10.8.04

O medo do goleiro diante do pênalti

Quem gosta de futebol sabe que o goleiro é o personagem trágico por excelência. O mais-solitário-dos-jogadores, o que se veste diferentemente de todos os outros, o único que pode agarrar a bola -a do jogo, é bom deixar claro- com as mãos, o que transita mais rápido da glória à desgraça e, às vezes, de volta à glória. Em geral acaba, como seus pares, virando técnico, comentarista da Grobo ou dono de posto de gasolina na Pompéia, mas essa circunstância não lhe altera o destino singular. Tenho certeza de que toda a obra de Camus se deve ao fato de ele ter sido goleiro, sobretudo aquela história de ser um Sísifo feliz rolando a pedra, indo buscar infinitamente a bola no fundo da rede. É impossível ser centroavante e existencialista. Serginho Chulapa entre o ser e o nada na pequena área: não dá. A resposta será um chute de bico.

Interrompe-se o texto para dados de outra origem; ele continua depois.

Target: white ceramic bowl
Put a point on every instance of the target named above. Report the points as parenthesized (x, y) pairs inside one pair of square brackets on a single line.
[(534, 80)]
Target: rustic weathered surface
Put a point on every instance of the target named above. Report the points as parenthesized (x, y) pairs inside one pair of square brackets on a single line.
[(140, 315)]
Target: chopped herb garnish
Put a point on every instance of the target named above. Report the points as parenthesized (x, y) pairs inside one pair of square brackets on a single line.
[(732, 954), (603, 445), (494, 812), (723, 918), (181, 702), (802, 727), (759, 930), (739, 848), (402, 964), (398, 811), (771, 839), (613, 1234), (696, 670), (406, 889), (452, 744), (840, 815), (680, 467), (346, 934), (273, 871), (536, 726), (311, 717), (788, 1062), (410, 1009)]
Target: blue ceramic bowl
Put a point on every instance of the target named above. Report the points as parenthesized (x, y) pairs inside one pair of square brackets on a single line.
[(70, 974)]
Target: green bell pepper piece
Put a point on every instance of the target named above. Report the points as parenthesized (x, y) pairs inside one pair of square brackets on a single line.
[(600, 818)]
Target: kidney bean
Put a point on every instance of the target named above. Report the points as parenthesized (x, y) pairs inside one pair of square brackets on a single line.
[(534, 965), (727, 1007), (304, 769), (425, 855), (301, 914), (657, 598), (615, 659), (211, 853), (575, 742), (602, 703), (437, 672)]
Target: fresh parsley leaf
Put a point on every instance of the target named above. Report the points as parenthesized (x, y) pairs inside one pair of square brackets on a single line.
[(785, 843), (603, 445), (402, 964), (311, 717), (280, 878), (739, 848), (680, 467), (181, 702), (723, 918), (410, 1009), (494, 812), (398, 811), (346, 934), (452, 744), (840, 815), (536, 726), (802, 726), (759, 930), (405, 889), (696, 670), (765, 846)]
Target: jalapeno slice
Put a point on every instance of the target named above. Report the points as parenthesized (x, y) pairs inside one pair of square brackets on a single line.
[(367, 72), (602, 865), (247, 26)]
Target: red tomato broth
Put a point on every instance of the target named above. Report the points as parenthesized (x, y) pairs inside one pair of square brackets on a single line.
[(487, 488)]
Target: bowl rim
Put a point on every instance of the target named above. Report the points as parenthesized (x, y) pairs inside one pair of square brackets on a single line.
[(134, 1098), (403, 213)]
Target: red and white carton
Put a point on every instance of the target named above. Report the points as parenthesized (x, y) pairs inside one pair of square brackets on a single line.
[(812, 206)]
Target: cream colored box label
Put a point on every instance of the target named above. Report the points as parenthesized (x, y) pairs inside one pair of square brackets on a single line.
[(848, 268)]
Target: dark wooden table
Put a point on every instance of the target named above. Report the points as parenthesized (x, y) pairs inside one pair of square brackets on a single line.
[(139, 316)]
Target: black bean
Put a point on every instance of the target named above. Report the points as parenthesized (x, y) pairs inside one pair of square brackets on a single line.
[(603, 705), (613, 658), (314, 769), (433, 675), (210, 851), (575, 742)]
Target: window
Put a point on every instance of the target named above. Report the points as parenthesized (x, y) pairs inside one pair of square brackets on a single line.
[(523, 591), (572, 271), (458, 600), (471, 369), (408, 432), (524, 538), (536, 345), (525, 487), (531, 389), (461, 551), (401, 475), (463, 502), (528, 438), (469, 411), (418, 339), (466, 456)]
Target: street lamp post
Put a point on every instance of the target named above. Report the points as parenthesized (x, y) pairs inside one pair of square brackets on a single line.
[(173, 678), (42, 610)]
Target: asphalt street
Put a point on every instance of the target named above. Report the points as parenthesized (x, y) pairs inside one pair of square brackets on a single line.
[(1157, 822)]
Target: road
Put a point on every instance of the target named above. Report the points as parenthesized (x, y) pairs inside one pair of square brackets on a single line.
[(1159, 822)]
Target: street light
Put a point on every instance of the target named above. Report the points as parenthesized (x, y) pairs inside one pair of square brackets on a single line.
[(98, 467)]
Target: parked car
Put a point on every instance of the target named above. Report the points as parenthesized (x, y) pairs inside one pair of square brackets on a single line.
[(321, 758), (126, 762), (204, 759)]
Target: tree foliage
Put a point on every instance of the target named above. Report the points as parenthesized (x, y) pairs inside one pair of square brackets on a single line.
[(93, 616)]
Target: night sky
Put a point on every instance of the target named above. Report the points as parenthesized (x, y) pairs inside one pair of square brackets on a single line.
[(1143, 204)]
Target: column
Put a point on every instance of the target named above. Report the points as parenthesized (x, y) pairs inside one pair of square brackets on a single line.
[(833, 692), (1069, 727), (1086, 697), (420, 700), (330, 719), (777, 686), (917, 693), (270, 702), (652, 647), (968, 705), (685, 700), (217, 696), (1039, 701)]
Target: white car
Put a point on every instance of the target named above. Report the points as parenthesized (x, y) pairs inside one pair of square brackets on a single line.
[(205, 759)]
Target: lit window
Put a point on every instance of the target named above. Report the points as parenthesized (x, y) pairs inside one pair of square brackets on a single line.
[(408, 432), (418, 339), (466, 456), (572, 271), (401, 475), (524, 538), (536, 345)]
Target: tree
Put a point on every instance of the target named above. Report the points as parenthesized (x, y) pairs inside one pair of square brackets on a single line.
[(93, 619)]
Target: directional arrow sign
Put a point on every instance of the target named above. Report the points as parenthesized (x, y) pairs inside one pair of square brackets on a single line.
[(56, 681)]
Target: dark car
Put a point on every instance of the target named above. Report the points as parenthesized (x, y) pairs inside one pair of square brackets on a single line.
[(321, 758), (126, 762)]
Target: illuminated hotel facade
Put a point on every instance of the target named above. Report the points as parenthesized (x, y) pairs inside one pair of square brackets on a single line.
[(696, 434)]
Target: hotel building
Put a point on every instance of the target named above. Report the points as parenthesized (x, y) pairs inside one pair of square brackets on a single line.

É por isso que gente bestamente romântica como eu e você, leitor hipócrita, admira os goleiros. Lord Byron teria sido goleiro, se já existisse futebol no início do século 19 e ele, o lorde, não fosse manco. Clint Eastwood, vestido como o Homem sem Nome dos filmes do Sergio Leone -com chapéu e poncho-, daria um excelente guarda-valas. Pensar nisso é uma espécie de consolação para quem passou a infância e parte da adolescência sendo obrigado a jogar no gol, para dar menos prejuízo aos times dos colegas: acreditem quando eu digo que era o maior perna-de-pau do Ocidente. Hoje me restrinjo a usar pijamas de inverno multicoloridos que me deixam parecido com Jorge Campos, aquele golquíper mexicano baixinho que se agitava feito o Chapolim embaixo das traves.

Pensando bem, o existencialismo dos goleiros não resiste ao folclore da América Latina. Não se imagina um Lev Yashin, o Aranha Negra, nascido no mesmo continente do colombiano René Higuita, o homem-pebolim. Higuita é nosso pastor -e, embora onde o goleiro pisa não nasça grama, pasto não nos faltará.